To be fair, some tuners don't hit the required marks because the software they use is a bit too cumbersome. If certain tables are too difficult to access, or aren't available, the tuner is left with no recourse other than attempting to apply a variety of band-aids because he can't fix a particular problem properly. This is a fairly common scenario when attempting to obtain decent idle quality after an aggressive camshaft has been installed.
Typically, desired idle speed has to be increased as does desired air flow (at idle). The question is, how much? Determining idle speed is easy enough- 800-900 rpm usually provides acceptable idle quality with cams designed for street-driven vehicles. But achieving a relatively smooth idle within that rpm range, and a smooth transition from idle to part throttle under load (as when accelerating) requires adjustments to a number of tables including desired air flow, spark timing, and throttle follower. Finding the optimum settings can be a bit tedious, requiring a lot of trial-and-error testing (with error being the operative term).

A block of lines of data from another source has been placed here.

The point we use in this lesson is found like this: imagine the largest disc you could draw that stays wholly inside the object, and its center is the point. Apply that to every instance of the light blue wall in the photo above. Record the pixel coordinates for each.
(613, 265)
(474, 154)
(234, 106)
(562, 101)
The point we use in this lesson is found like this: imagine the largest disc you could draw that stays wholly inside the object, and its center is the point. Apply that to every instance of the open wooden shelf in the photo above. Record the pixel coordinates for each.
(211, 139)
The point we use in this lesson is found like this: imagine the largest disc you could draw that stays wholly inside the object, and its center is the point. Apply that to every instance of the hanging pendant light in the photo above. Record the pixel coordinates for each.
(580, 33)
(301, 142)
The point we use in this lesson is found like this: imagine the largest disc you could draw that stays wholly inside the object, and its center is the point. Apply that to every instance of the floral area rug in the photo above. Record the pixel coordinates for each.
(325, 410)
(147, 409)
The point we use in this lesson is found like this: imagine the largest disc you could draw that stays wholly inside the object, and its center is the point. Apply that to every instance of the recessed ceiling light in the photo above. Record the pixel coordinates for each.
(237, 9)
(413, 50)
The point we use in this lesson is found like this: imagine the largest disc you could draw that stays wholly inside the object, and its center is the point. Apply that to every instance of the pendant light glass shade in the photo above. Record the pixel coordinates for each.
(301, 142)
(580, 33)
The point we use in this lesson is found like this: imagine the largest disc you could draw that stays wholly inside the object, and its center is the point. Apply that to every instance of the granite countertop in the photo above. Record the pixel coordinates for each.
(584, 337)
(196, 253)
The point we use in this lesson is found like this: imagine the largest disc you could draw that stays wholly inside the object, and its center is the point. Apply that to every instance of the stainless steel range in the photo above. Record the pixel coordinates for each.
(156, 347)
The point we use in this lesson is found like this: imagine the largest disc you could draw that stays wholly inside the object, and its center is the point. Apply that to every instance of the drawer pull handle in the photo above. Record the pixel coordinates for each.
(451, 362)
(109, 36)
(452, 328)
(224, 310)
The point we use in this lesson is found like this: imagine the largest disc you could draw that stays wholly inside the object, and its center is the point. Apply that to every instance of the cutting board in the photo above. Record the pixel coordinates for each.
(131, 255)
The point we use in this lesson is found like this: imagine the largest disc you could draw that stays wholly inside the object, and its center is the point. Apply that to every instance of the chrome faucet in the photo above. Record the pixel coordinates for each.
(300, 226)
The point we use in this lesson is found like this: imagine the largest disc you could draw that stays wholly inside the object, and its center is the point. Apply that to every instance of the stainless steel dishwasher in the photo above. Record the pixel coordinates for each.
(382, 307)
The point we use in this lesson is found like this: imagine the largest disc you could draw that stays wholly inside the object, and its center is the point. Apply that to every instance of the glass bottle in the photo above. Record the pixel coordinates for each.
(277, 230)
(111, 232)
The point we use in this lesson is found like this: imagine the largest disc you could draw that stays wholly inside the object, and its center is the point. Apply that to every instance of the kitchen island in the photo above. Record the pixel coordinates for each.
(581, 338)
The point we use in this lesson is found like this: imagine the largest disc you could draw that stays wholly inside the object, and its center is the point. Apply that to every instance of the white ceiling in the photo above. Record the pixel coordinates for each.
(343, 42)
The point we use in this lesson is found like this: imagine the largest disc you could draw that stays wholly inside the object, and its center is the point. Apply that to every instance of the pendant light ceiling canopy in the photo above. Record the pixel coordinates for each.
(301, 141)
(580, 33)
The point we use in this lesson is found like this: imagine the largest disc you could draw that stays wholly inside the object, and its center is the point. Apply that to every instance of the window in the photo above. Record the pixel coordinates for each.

EFILive's scan program control panel is a useful tool for eliminating some of the trials and the resulting errors. The changes made through this panel are effective only while it's open, and the desired function is active, but the information can be used to subsequently alter settings through the tuning program. As an example, you can vary timing settings up and down while you monitor idle quality. Then you note the setting that produced the best idle quality and enter that in the appropriate position within the timing map.
Similarly, many of the calculated parameter identifiers or PIDs found in the scan program simplify identification of changes that are required to optimize performance. In the case of idle quality, you can access four PIDs that display the amount of air-flow correction being applied by the system to achieve the specified desired idle speed (correction with transmission in gear, air conditioning on, air conditioning off; transmission in park/neutral, air conditioning on, air conditioning off). By logging the appropriate PID you can see the amount of air flow increase or decrease being applied by the operating system. That provides a guide for determining the optimum setting-simply add or subtract the logged correction values to the current settings in the Desired Airflow Table, and the new values will reduce air flow corrections to a minimum, and the engine will idle as smoothly as the camshaft will allow (providing fuel and spark settings are on target).
Another superb aspect of EFILive is the availability of custom operating systems. Although custom operating systems can be used with stock engines, they're designed to address the challenges of tuning engines equipped with radical camshafts, are turbocharged or supercharged, or are equipped with a nitrous-oxide system. Features include VE table scaling for two- or three-bar map sensors, the capability of eliminating the mass air flow sensor and operating in true speed density mode, a VE table that references throttle position instead of manifold pressure, and a "valet mode" to limit engine speed when drivers of questionable judgment are behind the wheel.
In spite of some people's opinions to the contrary, you can't tune a C5 or C6 effectively if your departure from the turnip truck has been fairly recent. However, if you understand the basics of internal combustion and spend a few evenings learning how to operate FlashScan (reference information and a number of tutorials are included with the package), you'll be able to start tuning in short order. But before you make any changes, download and store the original calibration from the PCM or ECM. That way if your trials are filled with errors, you can easily revert to the original calibration and try a different approach.